|4||Boneless duck breasts|
|2||Shallots, halved and thinly|
|1||Garlic clove, minced|
|1 teaspoon||Minced ginger|
|2||Firm pears, Bosc, peeled,|
|Cored and finely chopped|
|¼ cup||Pear eau-de-vie|
|¼ cup||Balsamic vinegar|
|¼ cup||Chicken stock|
|1 teaspoon||Finely chopped thyme, plus|
|Additional sprigs for|
|2 tablespoons||Chopped walnuts|
|Salt and pepper to taste|
Preheat the oven to 400 degrees.
Score the skin of the duck breasts and pat them dry. Season them with salt and pepper. Over medium high heat, heat a large oven proof saute pan until very hot. Sear the duck, skin side down until fat is rendered and the skin is golden. Pour off most of the rendered fat, reserving 3 tablespoons for later. Transfer the pan to the oven and finish roasting until medium rare, about 5 minutes.

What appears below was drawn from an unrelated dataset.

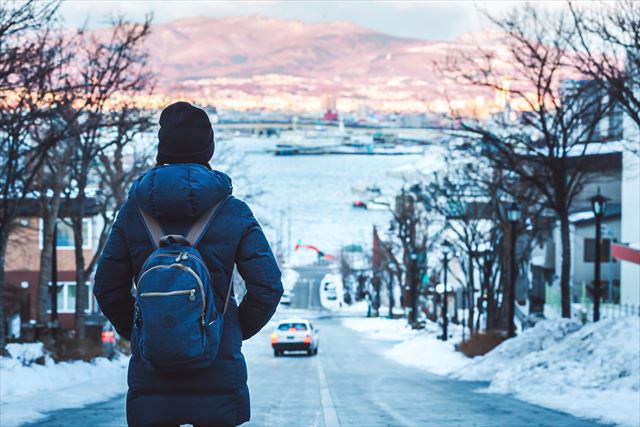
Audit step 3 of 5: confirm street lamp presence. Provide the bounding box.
[442,240,450,341]
[591,187,607,322]
[507,202,521,337]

In a saute pan, heat the reserved duck fat. Add the shallots, garlic, ginger, and pears. Cook, stirring frequently, for about 2 minutes.
Add the eau-de-vie, balsamic vinegar and stock and cook over high heat, about 3 minutes, until the mixture is slightly thick and the pears are tender. Remove from the heat and stir in the thyme, walnuts and season with salt and pepper.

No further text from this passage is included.